Program freezes when doing distributed training

I am trying to add distributed training on my program as my model is relatively large. The program runs well without distributed training, however, when I add distributed training, the program freezes right at model = torch.nn.parallel.DistributedDataParallel(model) without returning any error messages. I am wondering have anyone else faced this situation before? Are there any possible solutions? Thanks!

When doing the above without specifying a device_id, it will try to replicate the model to all visible devices in each process (unless the model is on CPU). Is this intentional? The recommended use of DDP is to let each process exclusively operate on one GPU.

Beside, before v1.7 DDP will create communication buckets. The total size of those buckets will be the same as model size. So the GPU memory size needs to be at least 3X of the model size.
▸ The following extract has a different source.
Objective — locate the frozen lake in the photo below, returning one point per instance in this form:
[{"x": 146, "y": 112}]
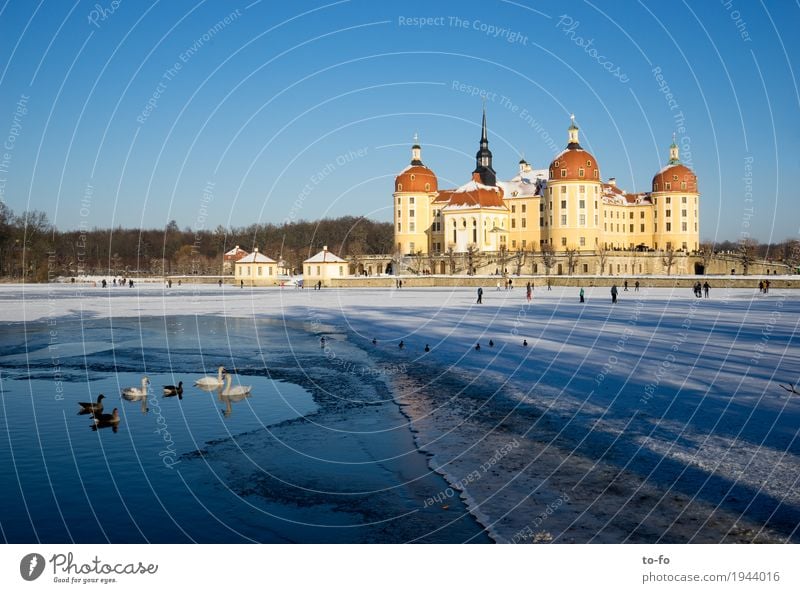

Thanks for your reply! I have specified the cuda ids when training. When I trained in a single GPU, it returns the error message that ‘CUDA requires ~6G more memory’. I add one more 16G GPU to do the training. According to your suggestion, it seems like I need at least 4 GPUs in total? Thanks!

Thanks for your reply! I have specified the cuda ids when training. When I trained in a single GPU, it returns the error message that ‘CUDA requires ~6G more memory’. I add one more 16G GPU to do the training. According to your suggestion, it seems like I need at least 4 GPUs in total? Thanks!

I got it work, never mind, thanks

Hey @xdwang0726, do you mind sharing what was the cause of the problem, and how it was resolved? In case future users hit the same issue.

Before I was using local_rank = torch.distributed.get_rank() and the program freezes. I manually set local_rank=-1 that solves the problem.